EliteInterviews TeamFeb 20, 20266 min read
The Interviewer's Guide to Giving Great Feedback

Why Feedback Quality Matters

As an interviewer on EliteInterviews, your feedback is the most valuable thing you provide. Candidates aren't just paying for a practice question — they're paying for expert insight they can't get anywhere else.

Great feedback transforms a candidate's trajectory. Poor feedback wastes everyone's time.

## The Feedback Framework: SBI + A

We recommend the Situation-Behavior-Impact + Action model:

### Situation

Describe the specific moment in the interview.

*"When I asked you to design a URL shortener…"*

### Behavior

State what the candidate did (objectively, without judgment).

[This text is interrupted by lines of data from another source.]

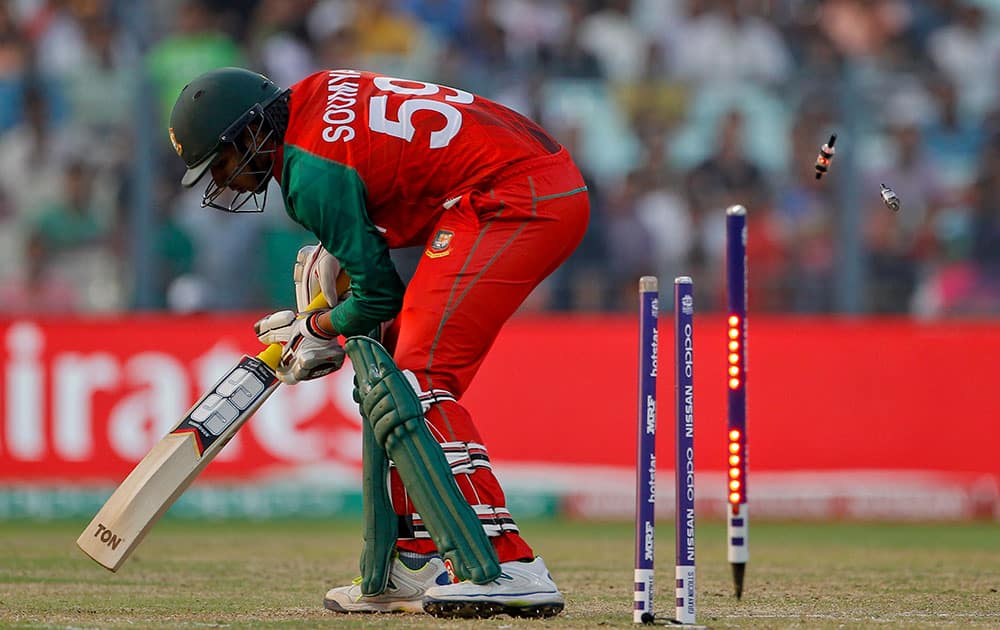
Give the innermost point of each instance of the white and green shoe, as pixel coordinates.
(404, 593)
(523, 589)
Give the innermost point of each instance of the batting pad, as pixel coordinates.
(393, 409)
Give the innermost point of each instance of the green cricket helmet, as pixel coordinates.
(214, 109)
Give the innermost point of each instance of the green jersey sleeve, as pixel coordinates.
(328, 199)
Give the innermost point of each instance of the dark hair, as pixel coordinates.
(276, 114)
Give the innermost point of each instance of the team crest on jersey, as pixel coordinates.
(177, 145)
(441, 245)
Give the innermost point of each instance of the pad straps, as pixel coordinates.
(394, 411)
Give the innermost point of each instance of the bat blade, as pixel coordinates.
(173, 463)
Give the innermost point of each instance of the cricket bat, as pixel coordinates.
(173, 463)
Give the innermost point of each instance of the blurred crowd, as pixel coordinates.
(675, 109)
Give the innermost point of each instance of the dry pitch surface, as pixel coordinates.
(266, 575)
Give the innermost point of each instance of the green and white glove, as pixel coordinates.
(310, 351)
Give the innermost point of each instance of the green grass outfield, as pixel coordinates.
(273, 574)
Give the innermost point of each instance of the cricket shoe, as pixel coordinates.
(404, 593)
(523, 589)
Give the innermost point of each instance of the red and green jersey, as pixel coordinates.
(370, 161)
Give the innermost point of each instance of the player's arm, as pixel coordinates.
(329, 200)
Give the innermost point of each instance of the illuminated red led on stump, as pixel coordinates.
(734, 461)
(735, 369)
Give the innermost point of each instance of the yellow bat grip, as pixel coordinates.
(272, 354)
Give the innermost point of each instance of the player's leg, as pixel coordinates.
(486, 258)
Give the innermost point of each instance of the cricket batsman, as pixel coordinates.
(368, 163)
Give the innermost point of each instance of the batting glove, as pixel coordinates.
(275, 328)
(310, 351)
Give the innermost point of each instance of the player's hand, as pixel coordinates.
(275, 328)
(311, 350)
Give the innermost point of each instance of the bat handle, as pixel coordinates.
(272, 354)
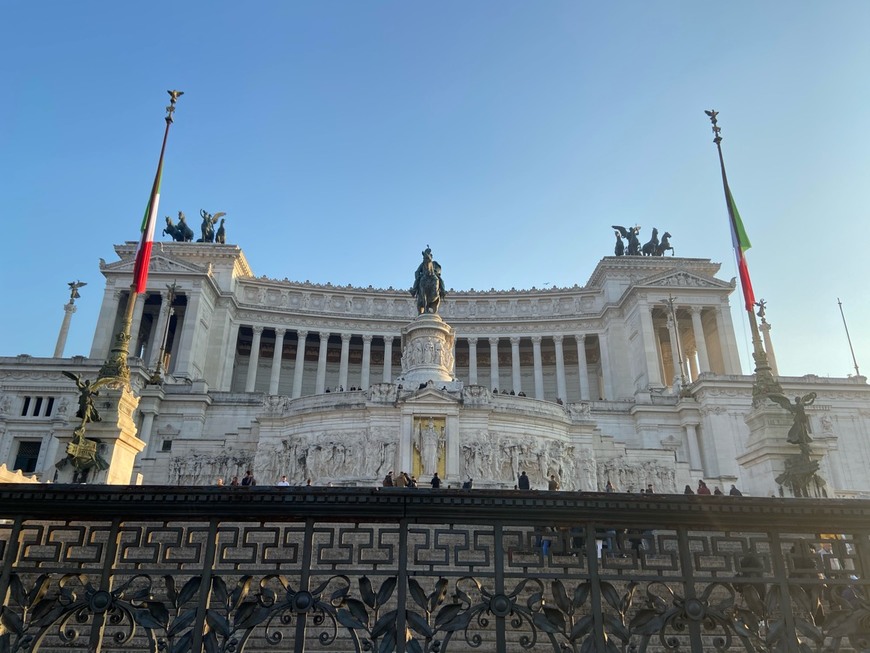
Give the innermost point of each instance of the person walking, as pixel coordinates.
(523, 482)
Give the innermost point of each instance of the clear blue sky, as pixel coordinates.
(341, 137)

*"…you immediately started drawing database tables without asking any clarifying questions."*

### Impact

Explain the effect of that behavior.

*"This made it seem like you were rushing and might miss important requirements. In a real interview, the interviewer might wonder if you'd skip requirements gathering on the job too."*

### Action

Give a concrete, actionable recommendation.

*"Next time, spend the first 3–5 minutes asking about scale, core features, and constraints. Even if you think you know the answer, it shows maturity and thoroughness."*

## Dos and Don'ts

### Do:

- Be specific. "Your answer was weak" is useless. "You didn't mention indexing when discussing database performance" is gold.

- Balance positives and negatives. Start with something they did well. It builds trust and makes critical feedback easier to absorb.

- Use examples from real interviews. "At Google, I've seen candidates lose points for X" carries weight.

- Prioritize. Don't list 20 things to fix. Pick the 2–3 highest-impact improvements.

### Don't:

- Be vague. "You need to communicate better" — how?

- Be harsh. You can be direct without being cruel. Remember, they're already stressed.

- Compare to other candidates. "Most people do better on this" isn't helpful.

- Skip the positives. Even a struggling candidate did *something* right. Find it.

## Structuring Your Scorecard

EliteInterviews provides a scorecard template. Here's how to fill it effectively:

### Technical Accuracy (1–5)

Did they arrive at a correct or reasonable solution? Note specific technical gaps.

### Problem-Solving Approach (1–5)

Did they break the problem down? Did they consider edge cases? Were they systematic or random?

### Communication (1–5)

Did they explain their thinking? Could you follow their reasoning? Did they ask good questions?

### Overall Recommendation

Would you give this candidate a "hire" signal at your company? Why or why not?

## The Ripple Effect

When you give great feedback, candidates improve. They come back for more sessions. They tell their friends. They leave glowing reviews. And when they land their dream job, they often come back as interviewers themselves.

You're not just conducting a mock interview — you're shaping someone's career. Take that seriously, and do it well.